Grupo de trabalho visitou presídios em cinco cidades, conversou com autoridades, representantes de entidades e presos, e manifestou preocupação precariedade da assistência jurídica gratuita

Os peritos Vladimir Tochilovsky (à esq.), e Roberto Garretón explicam o relatório preliminar sobre condições dos presos brasileiros (Foto: Valter Campanato/ABr)

São Paulo – Uma delegação do Grupo de Trabalho das Nações Unidas sobre Detenção Arbitrária divulgou relatório preliminar em que aponta a falta de assistência jurídica aos presos como um dos principais problemas do país em relação às detenções arbitrárias. O trabalho é fruto da primeira visita oficial do grupo ao Brasil, para avaliar a situação da privação de liberdade no país, realizada entre os dias 18 e 28 de março. O documento foi apresentado hoje (28), na Casa das Nações Unidas no Brasil, em Brasília. O relatório detalhado da visita será apresentado em março de 2014, no Conselho de Direitos Humanos da ONU, em Genebra, na Suíça.

De acordo com o documento, os defensores públicos podem ter de lidar com até 800 casos ao mesmo tempo, o que tem impacto negativo na assistência prestada aos presos. Além disso, mesmo em estados com estrutura de defensoria consolidada, áreas rurais e cidades do interior muitas vezes não contam com nenhum defensor público para atender os presidiários. Casos destacados foram os estados de Santa Catarina, Paraná e Goiânia, onde, segundo o grupo, não haveriam defensores públicos.

Outra situação que preocupou os membros da delegação, e que é consequência da primeira, é o uso da privação de liberdade como primeiro recurso de justiça, em vez de ser o último, como exigem as normas internacionais de direitos humanos. O ucraniano Vladimir Tochilovsky, membro do grupo de trabalho, disse ter encontrado “inúmeros casos onde os detidos foram presos, levados para a detenção e tiveram que esperar meses para ver um defensor público”, ressaltando que longas detenções anteriores ao julgamento também são um problema sério no Brasil. “Alguns esperaram anos antes que pudessem ter um julgamento e descobrir quais era as acusações contra eles.”

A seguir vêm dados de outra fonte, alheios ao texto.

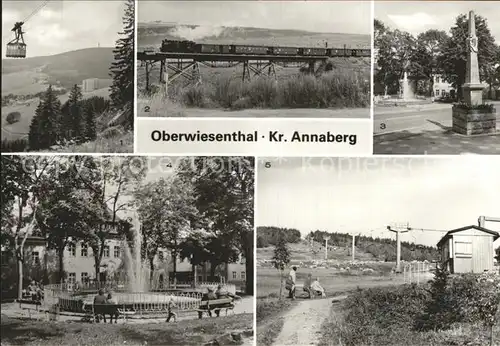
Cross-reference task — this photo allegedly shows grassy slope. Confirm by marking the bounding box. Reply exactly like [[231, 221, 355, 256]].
[[1, 88, 110, 142], [2, 47, 114, 95], [1, 313, 253, 346]]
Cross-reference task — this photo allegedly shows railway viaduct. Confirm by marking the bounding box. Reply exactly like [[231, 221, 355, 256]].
[[137, 47, 370, 91]]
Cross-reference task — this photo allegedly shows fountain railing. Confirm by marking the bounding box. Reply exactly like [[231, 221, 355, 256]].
[[42, 281, 237, 314]]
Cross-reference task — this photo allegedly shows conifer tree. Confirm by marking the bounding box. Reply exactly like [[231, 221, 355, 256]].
[[27, 85, 62, 150], [109, 0, 134, 130], [68, 84, 83, 141], [84, 104, 97, 141]]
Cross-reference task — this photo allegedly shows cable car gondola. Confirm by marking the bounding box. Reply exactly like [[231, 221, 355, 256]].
[[6, 22, 26, 58], [5, 0, 50, 59]]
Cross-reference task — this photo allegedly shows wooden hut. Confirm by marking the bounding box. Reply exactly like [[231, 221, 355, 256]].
[[437, 225, 499, 273]]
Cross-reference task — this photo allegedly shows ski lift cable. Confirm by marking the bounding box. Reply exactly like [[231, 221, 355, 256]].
[[3, 1, 50, 42], [22, 0, 51, 25]]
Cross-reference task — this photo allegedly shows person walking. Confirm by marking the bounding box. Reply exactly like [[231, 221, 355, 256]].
[[285, 266, 298, 300]]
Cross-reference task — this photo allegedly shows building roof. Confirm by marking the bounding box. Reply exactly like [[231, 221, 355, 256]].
[[436, 225, 500, 248]]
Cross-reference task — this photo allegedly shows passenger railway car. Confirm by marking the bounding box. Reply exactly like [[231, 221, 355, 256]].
[[160, 39, 370, 58], [272, 47, 300, 56]]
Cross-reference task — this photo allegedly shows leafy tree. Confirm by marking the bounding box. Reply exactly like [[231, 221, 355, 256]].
[[78, 156, 147, 284], [414, 30, 449, 96], [134, 175, 198, 287], [272, 232, 291, 299], [374, 22, 419, 95], [439, 13, 498, 99], [495, 246, 500, 265], [109, 0, 134, 130], [0, 156, 53, 298], [28, 86, 62, 150], [177, 157, 255, 294]]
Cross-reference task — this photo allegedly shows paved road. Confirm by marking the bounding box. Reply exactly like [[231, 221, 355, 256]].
[[373, 103, 500, 154], [374, 105, 453, 135]]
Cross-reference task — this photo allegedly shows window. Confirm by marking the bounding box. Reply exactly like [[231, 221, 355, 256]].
[[113, 246, 120, 258], [158, 251, 164, 261], [81, 272, 88, 283], [436, 76, 441, 83], [103, 245, 110, 258], [455, 241, 472, 257], [232, 271, 237, 279], [68, 243, 76, 257], [68, 272, 76, 284], [241, 271, 245, 280], [31, 251, 40, 265], [81, 243, 88, 257], [441, 90, 445, 96]]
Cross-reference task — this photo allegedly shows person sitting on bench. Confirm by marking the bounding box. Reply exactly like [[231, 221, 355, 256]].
[[199, 288, 218, 318], [310, 278, 326, 297], [303, 273, 313, 299], [93, 289, 108, 323], [214, 284, 237, 316], [106, 292, 119, 324]]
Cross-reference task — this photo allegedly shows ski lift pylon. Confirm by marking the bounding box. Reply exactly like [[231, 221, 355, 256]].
[[6, 22, 26, 58]]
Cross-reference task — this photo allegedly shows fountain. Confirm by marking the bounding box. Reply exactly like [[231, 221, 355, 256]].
[[122, 212, 149, 292], [42, 211, 238, 318], [400, 71, 415, 100], [376, 69, 431, 107]]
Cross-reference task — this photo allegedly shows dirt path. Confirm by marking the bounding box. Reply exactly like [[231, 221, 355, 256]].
[[272, 296, 347, 346]]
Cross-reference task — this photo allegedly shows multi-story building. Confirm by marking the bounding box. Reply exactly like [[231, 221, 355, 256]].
[[433, 75, 455, 98], [1, 235, 246, 296]]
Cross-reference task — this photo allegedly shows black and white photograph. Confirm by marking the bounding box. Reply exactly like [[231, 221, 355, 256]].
[[256, 157, 500, 346], [1, 156, 254, 345], [1, 1, 134, 153], [373, 1, 500, 154], [137, 0, 371, 118]]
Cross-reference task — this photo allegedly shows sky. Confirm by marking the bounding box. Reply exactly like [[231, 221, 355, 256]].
[[257, 156, 500, 249], [375, 1, 500, 44], [2, 1, 126, 58], [138, 1, 371, 35]]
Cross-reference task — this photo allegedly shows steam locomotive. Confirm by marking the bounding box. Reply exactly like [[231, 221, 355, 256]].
[[160, 40, 370, 58]]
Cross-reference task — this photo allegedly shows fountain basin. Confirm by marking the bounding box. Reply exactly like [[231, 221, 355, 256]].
[[57, 291, 202, 314]]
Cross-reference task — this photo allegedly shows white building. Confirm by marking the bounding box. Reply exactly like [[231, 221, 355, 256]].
[[433, 75, 454, 98], [82, 78, 100, 92], [1, 235, 246, 294]]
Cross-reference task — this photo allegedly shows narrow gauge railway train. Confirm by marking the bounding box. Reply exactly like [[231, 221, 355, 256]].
[[161, 40, 370, 57]]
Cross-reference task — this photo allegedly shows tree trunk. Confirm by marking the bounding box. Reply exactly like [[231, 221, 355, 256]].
[[58, 249, 65, 284], [17, 259, 23, 300], [279, 269, 283, 300], [243, 232, 254, 295], [94, 255, 100, 288], [192, 264, 197, 288], [172, 249, 177, 289], [149, 257, 155, 288]]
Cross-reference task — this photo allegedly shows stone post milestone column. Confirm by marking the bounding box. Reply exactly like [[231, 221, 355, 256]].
[[452, 10, 497, 135], [463, 11, 485, 105]]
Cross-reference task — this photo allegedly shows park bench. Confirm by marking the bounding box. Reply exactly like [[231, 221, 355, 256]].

Paralelo a isso, o grupo destacou que há uma resistência dos juízes brasileiros em aplicar medidas alternativas à detenção, no caso de crimes considerados de menor importância, como pequenos roubos não violentos ou o não pagamento de pensão alimentícia. Isso contribuiria para o fato de o Brasil ter uma das maiores populações carcerárias do mundo, com 550 mil presos, sendo que desses 217 mil ainda aguardam julgamento. Como resultado da detenção excessiva, os presídios visitados estavam geralmente superlotados. Além disso, estima-se que 192 mil mandados ainda têm de ser executados.

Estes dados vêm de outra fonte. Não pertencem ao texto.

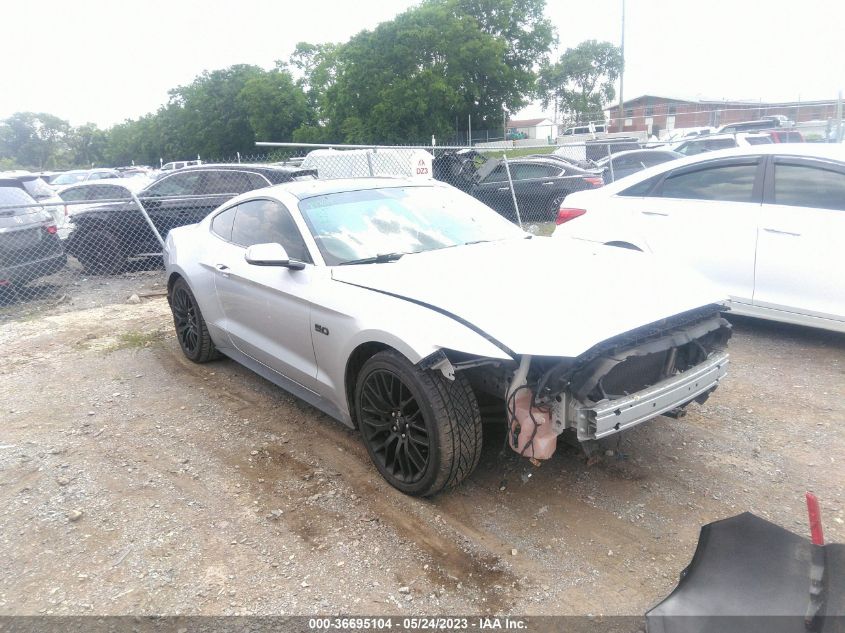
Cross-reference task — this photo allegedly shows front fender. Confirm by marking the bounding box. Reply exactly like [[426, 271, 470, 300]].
[[310, 281, 513, 421]]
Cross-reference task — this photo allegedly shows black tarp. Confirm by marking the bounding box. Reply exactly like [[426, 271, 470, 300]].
[[647, 512, 844, 633]]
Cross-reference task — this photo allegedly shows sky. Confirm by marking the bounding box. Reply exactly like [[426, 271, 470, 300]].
[[3, 0, 844, 128]]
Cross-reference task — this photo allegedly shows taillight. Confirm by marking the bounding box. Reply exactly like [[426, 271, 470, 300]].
[[584, 176, 604, 187], [555, 208, 586, 225], [43, 224, 58, 234]]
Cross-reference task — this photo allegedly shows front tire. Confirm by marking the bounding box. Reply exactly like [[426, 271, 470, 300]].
[[74, 229, 126, 275], [169, 278, 220, 363], [355, 350, 482, 496]]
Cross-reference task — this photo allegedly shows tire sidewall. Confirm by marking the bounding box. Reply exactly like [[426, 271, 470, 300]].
[[78, 229, 124, 274], [355, 352, 444, 496], [171, 278, 204, 363]]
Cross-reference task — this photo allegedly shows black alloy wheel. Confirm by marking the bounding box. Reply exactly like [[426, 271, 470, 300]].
[[171, 285, 199, 355], [355, 350, 482, 496], [359, 369, 430, 485], [169, 278, 220, 363]]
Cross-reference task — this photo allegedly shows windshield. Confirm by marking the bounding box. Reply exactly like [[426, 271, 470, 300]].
[[51, 172, 88, 185], [299, 185, 526, 265], [21, 178, 56, 200], [0, 186, 37, 207]]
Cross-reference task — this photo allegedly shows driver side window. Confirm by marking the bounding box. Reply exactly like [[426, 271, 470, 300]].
[[230, 199, 312, 263]]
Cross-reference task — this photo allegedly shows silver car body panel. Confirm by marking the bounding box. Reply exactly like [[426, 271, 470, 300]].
[[164, 178, 727, 429]]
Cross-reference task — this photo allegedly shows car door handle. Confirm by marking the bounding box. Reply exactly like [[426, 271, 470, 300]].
[[497, 187, 511, 192], [641, 211, 668, 217], [215, 263, 230, 271], [763, 227, 801, 237], [541, 181, 555, 186]]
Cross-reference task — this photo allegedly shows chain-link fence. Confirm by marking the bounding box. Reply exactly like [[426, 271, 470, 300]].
[[257, 139, 649, 230], [2, 143, 615, 319], [1, 128, 837, 320], [0, 167, 314, 318]]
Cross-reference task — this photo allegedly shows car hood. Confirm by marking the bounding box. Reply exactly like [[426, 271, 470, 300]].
[[330, 237, 726, 358]]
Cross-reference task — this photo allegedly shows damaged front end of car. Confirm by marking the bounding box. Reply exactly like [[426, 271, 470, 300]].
[[453, 304, 732, 462]]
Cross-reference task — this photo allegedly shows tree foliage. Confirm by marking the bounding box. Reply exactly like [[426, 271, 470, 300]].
[[239, 67, 310, 145], [539, 40, 623, 125], [298, 0, 555, 143], [0, 2, 625, 168], [0, 112, 70, 170]]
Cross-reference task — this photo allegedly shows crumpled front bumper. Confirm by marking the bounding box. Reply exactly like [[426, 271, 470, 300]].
[[575, 351, 729, 440]]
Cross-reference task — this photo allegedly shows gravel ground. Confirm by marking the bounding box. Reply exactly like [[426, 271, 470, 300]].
[[0, 293, 843, 617]]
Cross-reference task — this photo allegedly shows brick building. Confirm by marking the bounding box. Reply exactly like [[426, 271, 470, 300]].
[[607, 95, 840, 135]]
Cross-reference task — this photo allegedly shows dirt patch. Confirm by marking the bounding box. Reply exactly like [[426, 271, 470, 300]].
[[0, 301, 843, 616]]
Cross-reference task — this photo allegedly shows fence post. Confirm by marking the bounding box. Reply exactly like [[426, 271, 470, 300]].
[[606, 143, 616, 183], [129, 192, 166, 249], [502, 153, 522, 229]]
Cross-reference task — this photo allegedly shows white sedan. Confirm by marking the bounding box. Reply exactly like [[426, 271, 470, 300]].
[[165, 178, 731, 495], [553, 144, 845, 333]]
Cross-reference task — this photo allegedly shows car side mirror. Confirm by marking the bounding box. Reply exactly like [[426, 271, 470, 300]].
[[244, 243, 305, 270]]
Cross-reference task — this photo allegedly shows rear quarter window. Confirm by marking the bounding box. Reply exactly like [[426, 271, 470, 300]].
[[211, 207, 237, 240], [618, 175, 661, 196]]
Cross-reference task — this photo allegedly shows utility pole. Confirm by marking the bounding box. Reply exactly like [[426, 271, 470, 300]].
[[468, 114, 472, 146], [617, 0, 626, 132]]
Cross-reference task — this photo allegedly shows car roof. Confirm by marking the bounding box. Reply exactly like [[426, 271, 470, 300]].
[[0, 173, 43, 183], [215, 177, 445, 205], [601, 143, 845, 192], [56, 178, 145, 192], [601, 148, 681, 160], [178, 163, 307, 173]]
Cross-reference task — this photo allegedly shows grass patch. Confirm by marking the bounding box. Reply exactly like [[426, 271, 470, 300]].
[[107, 329, 166, 352], [524, 221, 556, 237]]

Os delegados ainda expressaram suas preocupações em relação a prisões e ao confinamento compulsório de dependentes químicos. Segundo o relatório, em várias ocasiões isto envolvia usuários de drogas jovens, pobres e desabrigados que foram presos, alegadamente em um esforço para limpar as ruas. De acordo com os relatos recebidos pela comissão, estariam havendo pressões para reforçar este tipo de prisão, devido aos grandes eventos que o país irá receber, como a Copa do Mundo de 2014 e os Jogos Olímpicos de 2016.

Apesar dos problemas, o grupo destacou que pode realizar todos os procedimentos da visita devido à total cooperação do governo e que pôde visitar todos os locais de detenção que solicitou, realizando entrevistas privadas com os detentos de sua escolha, sem restrição. Os delegados também se reuniram com os ministros da Justiça, José Eduardo Cardozo; da Saúde, Alexandre Padilha; da Secretaria-Geral da Presidência da República, Gilberto Carvalho; a ministra da Secretaria de Direitos Humanos da Presidência da República, Maria do Rosário; e diversos outros órgãos governamentais e organizações da sociedade civil.

A delegação visitou as cidades de Campo Grande, Fortaleza, Rio de Janeiro e São Paulo, além de Brasília. O grupo foi composto pelos peritos Roberto Garretón, do Chile, e Vladimir Tochilovsky.